Abstract
We consider a multi-agent network where agents interact with others in a dynamic environment, making decisions in real-time, based on coupled state dynamics and action policies. In general, multi-agent reinforcement learning faces formidable technical challenges, due to 1) the curse of dimensionality, 2) the curse of partial observability and multi-agency, and 3) the curse of non-stationarity. To tackle these challenges, we propose a world model based distributed reinforcement learning (WM-DRL) framework.
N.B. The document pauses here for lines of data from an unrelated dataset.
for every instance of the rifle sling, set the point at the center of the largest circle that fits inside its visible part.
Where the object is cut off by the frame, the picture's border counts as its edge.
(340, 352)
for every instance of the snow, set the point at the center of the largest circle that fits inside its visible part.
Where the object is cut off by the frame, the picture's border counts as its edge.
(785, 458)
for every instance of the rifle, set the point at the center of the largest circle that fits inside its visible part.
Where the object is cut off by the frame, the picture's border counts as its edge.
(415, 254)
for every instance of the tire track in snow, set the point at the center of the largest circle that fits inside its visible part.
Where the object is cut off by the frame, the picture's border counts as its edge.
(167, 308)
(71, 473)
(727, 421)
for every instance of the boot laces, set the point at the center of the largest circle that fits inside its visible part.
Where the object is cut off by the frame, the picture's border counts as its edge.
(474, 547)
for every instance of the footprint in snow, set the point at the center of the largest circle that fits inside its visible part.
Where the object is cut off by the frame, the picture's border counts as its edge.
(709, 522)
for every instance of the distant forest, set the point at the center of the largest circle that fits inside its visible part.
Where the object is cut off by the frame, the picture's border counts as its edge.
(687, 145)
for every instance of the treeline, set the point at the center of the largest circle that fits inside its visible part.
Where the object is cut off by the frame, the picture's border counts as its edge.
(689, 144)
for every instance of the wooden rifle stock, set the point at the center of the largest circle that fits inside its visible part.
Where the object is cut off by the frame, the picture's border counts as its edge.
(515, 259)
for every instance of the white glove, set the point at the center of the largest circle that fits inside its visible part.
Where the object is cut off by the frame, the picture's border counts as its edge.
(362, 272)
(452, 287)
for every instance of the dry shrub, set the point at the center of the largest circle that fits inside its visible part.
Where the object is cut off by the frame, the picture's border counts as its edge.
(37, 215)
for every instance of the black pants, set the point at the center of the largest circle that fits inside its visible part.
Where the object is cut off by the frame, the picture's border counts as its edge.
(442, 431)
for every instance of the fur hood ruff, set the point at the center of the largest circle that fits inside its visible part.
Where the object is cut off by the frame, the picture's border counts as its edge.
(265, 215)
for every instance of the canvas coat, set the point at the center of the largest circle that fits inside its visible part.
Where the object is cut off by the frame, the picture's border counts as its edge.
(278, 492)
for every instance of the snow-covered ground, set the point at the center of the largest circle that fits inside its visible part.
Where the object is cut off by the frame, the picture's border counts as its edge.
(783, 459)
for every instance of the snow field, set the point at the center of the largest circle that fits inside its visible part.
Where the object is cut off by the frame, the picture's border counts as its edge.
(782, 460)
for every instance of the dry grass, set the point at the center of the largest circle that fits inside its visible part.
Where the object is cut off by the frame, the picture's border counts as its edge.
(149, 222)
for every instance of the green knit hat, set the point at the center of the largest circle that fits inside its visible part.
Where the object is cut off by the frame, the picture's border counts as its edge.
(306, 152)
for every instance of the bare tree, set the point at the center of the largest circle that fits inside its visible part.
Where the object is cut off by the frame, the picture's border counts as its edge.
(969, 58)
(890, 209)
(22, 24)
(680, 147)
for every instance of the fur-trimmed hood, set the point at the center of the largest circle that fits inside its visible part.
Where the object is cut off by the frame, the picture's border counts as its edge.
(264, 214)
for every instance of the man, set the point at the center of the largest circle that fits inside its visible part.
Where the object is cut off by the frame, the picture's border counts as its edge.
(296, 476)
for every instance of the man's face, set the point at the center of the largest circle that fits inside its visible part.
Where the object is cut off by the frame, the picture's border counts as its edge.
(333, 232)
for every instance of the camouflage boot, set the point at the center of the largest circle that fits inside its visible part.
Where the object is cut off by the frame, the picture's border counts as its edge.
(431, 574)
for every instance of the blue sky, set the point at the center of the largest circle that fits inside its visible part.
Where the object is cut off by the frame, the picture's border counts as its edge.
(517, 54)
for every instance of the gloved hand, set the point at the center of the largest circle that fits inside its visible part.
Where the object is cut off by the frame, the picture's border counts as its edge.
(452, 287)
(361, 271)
In particular, by leveraging world models’ low-dimensional latent representation, the proposed WM-DRL framework makes it feasible for agents to share their latent information with other agents of interest via lightweight communications and acquire essential information for decision making, thereby alleviating the challenges of high-dimensionality and partial observability. Furthermore, the proposed WM-DRL framework exploits the generalization capability of world models to equip the agents with the power of foresight, enabling them to predict the environment, thus mitigating the challenge of non-stationarity. Aiming to build a theoretic foundation for WM-DRL, we characterize the latent representation error and quantify its impact on the prediction capability, and analyze the impact of information sharing on the performance of WM-DRL. We also develop an open-source RL platform that integrates world models with CARLA for autonomous driving. Extensive experiments are carried out on the challenging local trajectory planning tasks in complicated vehicle networks to highlight the benefits of the WM-DRL framework.
Bio
Junshan Zhang is a professor in the ECE Department and CS graduate faculty at University of California Davis. He received his Ph.D. degree from the School of ECE at Purdue University in Aug. 2000, and was on the faculty of the School of ECEE at Arizona State University from 2000 to 2021. His research interests fall in the general field of information networks and data science, including edge AI, reinforcement learning, continual learning, network optimization and control, game theory. He is a Fellow of the IEEE, and a recipient of the ONR Young Investigator Award in 2005 and the NSF CAREER award in 2003. His papers have won a few awards, including the Best Student paper at WiOPT 2018, the Kenneth C. Sevcik Outstanding Student Paper Award of ACM SIGMETRICS/IFIP Performance 2016, the Best Paper Runner-up Award of IEEE INFOCOM 2009 and IEEE INFOCOM 2014, and the Best Paper Award at IEEE ICC 2008 and ICC 2017. He is currently serving as Editor-in-Chief of IEEE/ACM Transactions on Networking.